KALTIMFACT
THIS SPACE IS OPEN FOR ADS

Kiandra Ramadhipa Amankan Kemenangan Dramatis di FIM JuniorGP 2026

Dimas Samosir, 06/15/2026

Olahraga

Image

Kemenangan dramatis di Portugal membawa pembalap masa depan Indonesia, Muhammad Kiandra Ramadhipa, melesat ke peringkat kedua klasemen sementara FIM Moto3 Junior World Championship 2026. Berkat tambahan 25 poin penuh dari Sirkuit Estoril, pembalap berusia 16 tahun ini kini mengantongi total 51 poin, hanya berselisih tipis 7 angka dari sang pemuncak klasemen asal Italia, Giulio Pugliese (58 poin).


Hasil ini memperlebar asa Indonesia untuk mencetak sejarah baru dalam kejuaraan dunia balap motor junior.

Lagu kebangsaan Indonesia Raya kembali berkumandang megah di benua Eropa. Pembalap muda berbakat asal Sleman, Yogyakarta, Muhammad Kiandra Ramadhipa, sukses mengukir prestasi mentereng dengan merebut kemenangan perdananya pada ajang FIM Moto3 Junior World Championship 2026. Mengaspal di Circuito do Estoril, Portugal, pada Minggu malam, 14 Juni 2026 WIB, pembalap binaan Astra Honda Motor (AHM) tersebut menyuguhkan performa kelas dunia yang penuh ketenangan.


​Memulai balapan sepanjang 16 putaran dari posisi ketujuh (grid P7), pembalap yang akrab disapa Rama ini langsung melakukan start dengan sangat agresif namun terukur. Menunggangi motor Honda NSF250RW bernomor start 32 di bawah bendera Honda Asia-Dream Racing Junior Team, Rama berhasil melewati tikungan pertama yang terkenal menantang dan merangsek naik ke barisan depan.


​Jalannya balapan berlangsung sangat ketat di bawah sengatan cuaca panas Estoril yang menguras ketahanan fisik dan performa ban. Rama harus terlibat dalam pertarungan sengit melawan rombongan besar pembalap Eropa, termasuk Travis Borg (Team Monlau Motul) dan Carlos Cano (CFMoto Aspar Junior Team).


Sepanjang perlombaan, posisi terdepan terus berganti akibat taktik hambatan angin (slipstream) di lintasan lurus Sirkuit Estoril yang cukup panjang. Rama sempat memimpin di lap kedelapan, namun persaingan yang rapat memaksanya sempat melorot kembali ke zona tiga besar.


​Dalam sesi wawancara setelah balapan, pembalap andalan Indonesia ini mengungkapkan bahwa kunci kemenangannya adalah manajemen ban yang matang.

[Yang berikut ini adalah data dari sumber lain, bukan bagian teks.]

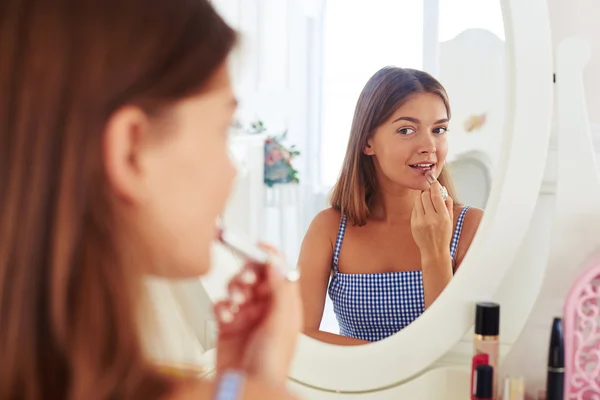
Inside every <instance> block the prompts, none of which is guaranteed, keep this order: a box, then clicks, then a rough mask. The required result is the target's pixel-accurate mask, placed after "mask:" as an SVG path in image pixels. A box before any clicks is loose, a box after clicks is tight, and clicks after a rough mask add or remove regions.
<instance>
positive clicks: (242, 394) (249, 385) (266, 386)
mask: <svg viewBox="0 0 600 400" xmlns="http://www.w3.org/2000/svg"><path fill="white" fill-rule="evenodd" d="M216 389H217V385H216V382H215V381H213V380H210V381H193V382H192V381H190V382H187V383H185V384H181V385H180V386H179V388H177V390H176V391H175V392H174V393H173V394H171V395H170V396H169V397H167V398H165V399H164V400H212V399H213V398H214V394H215V390H216ZM234 399H235V400H259V399H260V400H295V397H293V396H291V395H290V394H289V393H287V392H286V391H285V389H280V388H273V387H271V386H269V385H266V384H264V383H263V382H260V381H258V380H256V379H251V378H247V379H245V380H244V381H243V384H242V387H241V389H240V391H239V394H238V396H237V397H234V398H232V400H234Z"/></svg>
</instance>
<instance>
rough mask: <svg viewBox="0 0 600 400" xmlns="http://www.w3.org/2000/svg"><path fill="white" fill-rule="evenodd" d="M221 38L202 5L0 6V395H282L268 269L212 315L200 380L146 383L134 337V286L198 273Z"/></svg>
mask: <svg viewBox="0 0 600 400" xmlns="http://www.w3.org/2000/svg"><path fill="white" fill-rule="evenodd" d="M234 41H235V33H234V32H233V31H232V30H231V29H230V28H229V27H228V26H227V25H226V24H225V23H224V22H223V20H222V19H221V18H220V17H219V16H218V15H217V14H216V13H215V11H214V10H213V8H212V7H211V5H210V3H209V2H208V1H206V0H193V1H188V0H168V1H165V0H77V1H70V0H21V1H17V0H7V1H3V2H2V4H1V5H0V54H2V56H1V57H0V327H1V334H0V359H1V360H2V367H1V368H0V398H2V399H5V400H44V399H48V400H50V399H52V400H55V399H56V400H58V399H71V400H100V399H135V400H137V399H139V400H154V399H165V400H176V399H209V398H216V399H221V400H224V399H227V400H229V399H237V398H244V399H287V398H290V396H289V395H288V394H287V393H286V391H285V383H286V379H287V372H288V370H289V365H290V361H291V358H292V354H293V350H294V344H295V340H296V336H297V333H298V332H299V330H300V329H301V324H302V322H301V303H300V296H299V292H298V289H297V288H296V284H294V283H292V282H289V281H287V280H286V279H284V278H283V276H281V275H280V274H278V273H277V268H275V266H266V268H259V267H258V266H256V265H248V266H246V267H245V269H244V271H243V272H241V273H240V274H239V275H238V276H236V277H235V278H234V279H233V280H232V282H231V283H230V291H231V294H232V295H231V296H230V299H228V300H226V301H224V302H221V303H219V304H218V305H217V306H216V315H217V316H218V317H219V318H220V336H219V339H218V360H217V363H218V375H219V377H218V379H217V380H216V383H210V382H197V381H196V380H195V379H193V378H185V379H184V378H181V377H177V376H173V375H168V374H164V373H162V372H160V371H161V370H160V368H159V367H158V366H155V365H153V363H152V362H151V361H149V360H148V358H147V356H146V354H145V351H144V349H143V348H142V345H141V339H140V330H141V329H140V326H148V325H146V324H144V320H145V319H146V318H151V317H152V316H151V315H147V312H146V310H147V309H146V308H145V303H144V300H143V291H142V288H141V287H142V278H143V275H145V274H154V275H159V276H162V277H166V278H173V279H178V278H186V277H192V276H198V275H202V274H204V273H205V272H207V270H208V268H209V265H210V245H211V242H212V241H213V240H214V239H215V231H216V230H215V222H216V219H217V216H218V215H219V213H220V212H221V211H222V209H223V207H224V206H225V201H226V198H227V196H228V193H229V190H230V187H231V184H232V181H233V179H234V174H235V173H234V168H233V166H232V164H231V162H230V160H229V158H228V156H227V131H228V126H229V124H230V119H231V117H232V114H233V111H234V109H235V99H234V97H233V94H232V88H231V84H230V81H229V76H228V73H227V67H226V59H227V56H228V53H229V51H230V50H231V48H232V46H233V44H234ZM215 171H219V173H218V174H215V173H214V172H215Z"/></svg>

Menyadari suhu lintasan yang sangat tinggi, Rama sengaja tidak memaksakan motor di paruh pertama perlombaan demi menjaga cengkeraman ban hingga putaran-putaran akhir. Strategi cerdas ini terbukti ampuh.

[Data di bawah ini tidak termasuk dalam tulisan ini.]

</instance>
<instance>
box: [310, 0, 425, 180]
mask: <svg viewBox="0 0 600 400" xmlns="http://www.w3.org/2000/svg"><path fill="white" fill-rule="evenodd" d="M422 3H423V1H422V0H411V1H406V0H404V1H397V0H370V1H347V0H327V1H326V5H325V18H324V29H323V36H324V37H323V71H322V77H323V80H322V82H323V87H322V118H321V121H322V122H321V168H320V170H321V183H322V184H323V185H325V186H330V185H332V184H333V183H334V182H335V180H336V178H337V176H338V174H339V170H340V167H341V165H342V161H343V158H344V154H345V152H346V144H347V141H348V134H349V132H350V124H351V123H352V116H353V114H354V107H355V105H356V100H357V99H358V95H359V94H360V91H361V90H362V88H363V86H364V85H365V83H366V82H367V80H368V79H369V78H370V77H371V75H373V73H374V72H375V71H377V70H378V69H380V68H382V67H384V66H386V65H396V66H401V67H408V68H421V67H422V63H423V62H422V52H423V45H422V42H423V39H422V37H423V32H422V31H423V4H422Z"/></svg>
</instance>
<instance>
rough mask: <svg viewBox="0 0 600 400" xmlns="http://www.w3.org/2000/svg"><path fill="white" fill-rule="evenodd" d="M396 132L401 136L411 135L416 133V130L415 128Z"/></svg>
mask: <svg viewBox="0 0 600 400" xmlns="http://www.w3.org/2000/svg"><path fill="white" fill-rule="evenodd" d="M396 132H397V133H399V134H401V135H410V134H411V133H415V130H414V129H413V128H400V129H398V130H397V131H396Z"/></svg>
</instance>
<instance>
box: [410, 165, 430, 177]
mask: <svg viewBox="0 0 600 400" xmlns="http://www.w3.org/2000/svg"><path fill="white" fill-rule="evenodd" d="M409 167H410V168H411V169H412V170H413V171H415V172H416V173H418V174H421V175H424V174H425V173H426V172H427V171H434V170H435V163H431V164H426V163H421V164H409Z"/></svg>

​Ketegangan memuncak pada putaran terakhir (last lap). Ketika memasuki sektor penentu menjelang garis finis, Rama yang sempat tertahan di posisi ketiga melakukan aksi manuver yang sangat nekat namun bersih di tikungan pamungkas. Memanfaatkan celah sempit, ia berhasil menyalip dua pembalap sekaligus di depannya. Rama melintasi garis finis di urutan pertama, disusul oleh Travis Borg di posisi kedua dan Carlos Cano di tempat ketiga.

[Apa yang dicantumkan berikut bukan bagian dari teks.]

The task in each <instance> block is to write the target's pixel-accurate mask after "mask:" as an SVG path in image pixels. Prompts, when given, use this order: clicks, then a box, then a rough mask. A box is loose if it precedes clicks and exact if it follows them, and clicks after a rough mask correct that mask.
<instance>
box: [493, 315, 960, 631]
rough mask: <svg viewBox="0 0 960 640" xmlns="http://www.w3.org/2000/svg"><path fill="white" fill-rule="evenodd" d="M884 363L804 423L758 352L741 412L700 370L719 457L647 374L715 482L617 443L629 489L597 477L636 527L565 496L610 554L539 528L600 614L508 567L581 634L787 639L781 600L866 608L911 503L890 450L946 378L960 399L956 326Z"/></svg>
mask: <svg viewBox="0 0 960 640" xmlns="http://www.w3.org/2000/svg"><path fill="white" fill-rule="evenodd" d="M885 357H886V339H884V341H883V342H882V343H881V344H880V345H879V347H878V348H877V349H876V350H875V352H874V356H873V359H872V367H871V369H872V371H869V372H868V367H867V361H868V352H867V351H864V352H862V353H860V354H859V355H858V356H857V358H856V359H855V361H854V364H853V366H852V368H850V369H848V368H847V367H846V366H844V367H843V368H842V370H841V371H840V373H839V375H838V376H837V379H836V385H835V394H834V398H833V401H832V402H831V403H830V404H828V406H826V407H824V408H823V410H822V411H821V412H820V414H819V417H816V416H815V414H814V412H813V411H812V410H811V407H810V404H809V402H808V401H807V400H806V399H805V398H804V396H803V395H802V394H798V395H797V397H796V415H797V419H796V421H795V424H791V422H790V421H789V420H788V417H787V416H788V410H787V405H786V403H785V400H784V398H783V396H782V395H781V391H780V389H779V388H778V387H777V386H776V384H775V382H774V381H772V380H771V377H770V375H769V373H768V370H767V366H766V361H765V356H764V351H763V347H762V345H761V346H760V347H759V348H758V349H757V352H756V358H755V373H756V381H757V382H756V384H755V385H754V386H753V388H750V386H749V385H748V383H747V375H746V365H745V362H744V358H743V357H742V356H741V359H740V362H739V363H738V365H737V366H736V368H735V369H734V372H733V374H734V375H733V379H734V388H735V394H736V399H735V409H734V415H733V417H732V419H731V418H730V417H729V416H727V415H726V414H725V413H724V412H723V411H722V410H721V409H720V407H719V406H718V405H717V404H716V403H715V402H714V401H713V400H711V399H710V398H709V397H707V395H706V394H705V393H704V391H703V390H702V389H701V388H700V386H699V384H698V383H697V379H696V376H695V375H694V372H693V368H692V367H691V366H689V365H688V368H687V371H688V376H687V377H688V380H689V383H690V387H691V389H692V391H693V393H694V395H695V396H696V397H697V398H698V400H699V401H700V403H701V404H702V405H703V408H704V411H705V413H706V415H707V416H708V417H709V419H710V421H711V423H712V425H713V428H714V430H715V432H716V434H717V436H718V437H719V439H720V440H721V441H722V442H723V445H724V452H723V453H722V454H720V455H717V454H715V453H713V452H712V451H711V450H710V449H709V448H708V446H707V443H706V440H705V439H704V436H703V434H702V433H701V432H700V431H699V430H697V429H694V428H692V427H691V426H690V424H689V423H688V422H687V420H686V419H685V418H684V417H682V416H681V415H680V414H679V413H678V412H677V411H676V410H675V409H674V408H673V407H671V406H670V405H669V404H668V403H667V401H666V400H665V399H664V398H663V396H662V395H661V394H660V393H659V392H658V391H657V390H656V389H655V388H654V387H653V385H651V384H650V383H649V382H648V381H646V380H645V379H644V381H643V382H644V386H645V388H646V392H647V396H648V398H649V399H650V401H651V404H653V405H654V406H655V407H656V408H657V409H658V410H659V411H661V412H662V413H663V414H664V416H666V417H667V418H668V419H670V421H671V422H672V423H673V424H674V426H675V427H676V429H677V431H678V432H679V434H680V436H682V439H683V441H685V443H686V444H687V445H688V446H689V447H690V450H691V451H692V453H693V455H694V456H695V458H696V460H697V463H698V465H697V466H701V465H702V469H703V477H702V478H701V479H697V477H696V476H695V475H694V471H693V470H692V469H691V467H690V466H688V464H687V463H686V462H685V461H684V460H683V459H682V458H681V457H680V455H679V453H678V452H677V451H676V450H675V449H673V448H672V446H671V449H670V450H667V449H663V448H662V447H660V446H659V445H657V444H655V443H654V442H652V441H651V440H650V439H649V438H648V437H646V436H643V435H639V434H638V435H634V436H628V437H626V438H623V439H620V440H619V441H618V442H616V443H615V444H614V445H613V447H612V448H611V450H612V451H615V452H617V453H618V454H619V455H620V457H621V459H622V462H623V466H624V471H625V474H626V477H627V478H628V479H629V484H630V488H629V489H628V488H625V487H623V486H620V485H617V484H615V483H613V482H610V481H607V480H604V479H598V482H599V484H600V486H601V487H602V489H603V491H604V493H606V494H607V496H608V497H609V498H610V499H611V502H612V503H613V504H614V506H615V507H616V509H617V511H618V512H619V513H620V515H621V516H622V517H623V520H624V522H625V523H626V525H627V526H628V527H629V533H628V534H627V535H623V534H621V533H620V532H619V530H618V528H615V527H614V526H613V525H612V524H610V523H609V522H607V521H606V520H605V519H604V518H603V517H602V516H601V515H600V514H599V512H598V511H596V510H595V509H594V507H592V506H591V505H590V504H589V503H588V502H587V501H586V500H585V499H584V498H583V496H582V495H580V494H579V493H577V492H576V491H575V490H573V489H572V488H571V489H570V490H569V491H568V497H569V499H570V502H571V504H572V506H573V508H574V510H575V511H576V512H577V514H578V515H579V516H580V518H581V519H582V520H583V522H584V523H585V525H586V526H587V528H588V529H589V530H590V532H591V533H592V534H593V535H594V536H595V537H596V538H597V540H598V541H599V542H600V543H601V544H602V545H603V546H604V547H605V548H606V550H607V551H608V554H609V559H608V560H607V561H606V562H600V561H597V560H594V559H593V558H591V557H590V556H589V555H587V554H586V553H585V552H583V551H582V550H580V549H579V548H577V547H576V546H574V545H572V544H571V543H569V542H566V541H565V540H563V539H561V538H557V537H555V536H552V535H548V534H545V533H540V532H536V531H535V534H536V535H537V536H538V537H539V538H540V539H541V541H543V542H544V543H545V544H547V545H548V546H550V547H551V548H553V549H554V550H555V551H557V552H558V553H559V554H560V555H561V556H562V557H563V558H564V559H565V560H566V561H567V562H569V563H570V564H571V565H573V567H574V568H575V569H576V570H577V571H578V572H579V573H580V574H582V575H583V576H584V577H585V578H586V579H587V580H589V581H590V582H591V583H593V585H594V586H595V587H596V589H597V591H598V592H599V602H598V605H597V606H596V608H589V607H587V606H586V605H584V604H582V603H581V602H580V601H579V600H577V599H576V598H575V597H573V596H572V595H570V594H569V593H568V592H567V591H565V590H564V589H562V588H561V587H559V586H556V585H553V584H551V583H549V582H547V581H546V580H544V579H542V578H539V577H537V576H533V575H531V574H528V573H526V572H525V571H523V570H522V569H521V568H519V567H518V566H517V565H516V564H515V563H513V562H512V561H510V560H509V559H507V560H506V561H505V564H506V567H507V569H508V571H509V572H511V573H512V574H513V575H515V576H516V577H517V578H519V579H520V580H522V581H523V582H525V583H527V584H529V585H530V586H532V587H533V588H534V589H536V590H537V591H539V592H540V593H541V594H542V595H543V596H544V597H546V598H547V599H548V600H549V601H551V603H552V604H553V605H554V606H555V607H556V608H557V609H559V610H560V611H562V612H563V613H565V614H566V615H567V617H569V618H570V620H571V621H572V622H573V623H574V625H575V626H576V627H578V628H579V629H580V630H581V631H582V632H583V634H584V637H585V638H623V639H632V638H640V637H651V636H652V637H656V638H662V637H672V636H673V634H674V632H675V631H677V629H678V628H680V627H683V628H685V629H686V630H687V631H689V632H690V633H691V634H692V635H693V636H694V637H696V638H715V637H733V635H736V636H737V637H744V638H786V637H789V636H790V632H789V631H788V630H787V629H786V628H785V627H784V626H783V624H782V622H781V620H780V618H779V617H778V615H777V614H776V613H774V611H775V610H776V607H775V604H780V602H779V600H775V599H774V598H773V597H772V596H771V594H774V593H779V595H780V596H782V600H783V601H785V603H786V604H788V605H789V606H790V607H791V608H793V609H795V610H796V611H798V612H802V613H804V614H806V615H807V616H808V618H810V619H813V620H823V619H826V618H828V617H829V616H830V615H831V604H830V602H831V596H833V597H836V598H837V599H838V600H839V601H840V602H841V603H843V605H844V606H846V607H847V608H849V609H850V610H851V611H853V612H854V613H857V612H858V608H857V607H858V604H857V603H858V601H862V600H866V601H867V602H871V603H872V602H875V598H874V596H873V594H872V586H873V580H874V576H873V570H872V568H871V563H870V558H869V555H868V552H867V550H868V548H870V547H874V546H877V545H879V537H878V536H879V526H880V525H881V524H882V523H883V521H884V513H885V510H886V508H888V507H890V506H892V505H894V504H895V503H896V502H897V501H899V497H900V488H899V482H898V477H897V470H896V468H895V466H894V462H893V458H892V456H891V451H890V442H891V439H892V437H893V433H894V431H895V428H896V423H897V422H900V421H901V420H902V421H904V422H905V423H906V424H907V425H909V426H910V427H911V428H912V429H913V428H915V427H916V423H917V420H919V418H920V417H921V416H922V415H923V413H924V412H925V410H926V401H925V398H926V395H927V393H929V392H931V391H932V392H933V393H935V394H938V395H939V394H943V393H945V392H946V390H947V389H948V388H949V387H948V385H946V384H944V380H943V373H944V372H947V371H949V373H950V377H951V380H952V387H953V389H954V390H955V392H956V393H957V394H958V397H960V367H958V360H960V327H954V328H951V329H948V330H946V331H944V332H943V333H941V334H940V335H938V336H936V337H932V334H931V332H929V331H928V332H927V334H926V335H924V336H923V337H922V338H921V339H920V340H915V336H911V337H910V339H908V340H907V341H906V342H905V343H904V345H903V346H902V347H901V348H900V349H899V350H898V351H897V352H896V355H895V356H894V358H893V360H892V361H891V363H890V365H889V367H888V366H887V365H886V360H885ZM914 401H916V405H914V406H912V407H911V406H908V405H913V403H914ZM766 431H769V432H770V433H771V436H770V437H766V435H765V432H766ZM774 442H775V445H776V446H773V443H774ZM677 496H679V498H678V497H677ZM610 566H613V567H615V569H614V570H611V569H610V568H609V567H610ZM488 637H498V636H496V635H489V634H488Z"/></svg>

​Keberhasilan ini menempatkan nama Kiandra Ramadhipa ke dalam buku sejarah olahraga otomotif nasional. Ia menjadi pembalap Indonesia pertama yang mampu memenangi seri balap di dua kejuaraan junior level tertinggi sekaligus pada musim yang sama, setelah sebelumnya juga sukses meraih podium tertinggi pada ajang Red Bull Rookies Cup 2026 di Sirkuit Jerez, Spanyol, April lalu.


​Seusai selebrasi di podium tertinggi Estoril dengan balutan bendera Merah Putih, Rama dijadwalkan akan melanjutkan perjuangannya di ajang Red Bull Rookies Cup di Sirkuit Assen, Belanda pada akhir Juni, sebelum kembali berlaga di putaran lanjutan FIM JuniorGP di Sirkuit Jerez, Spanyol, pada 3-5 Juli 2026 mendatang.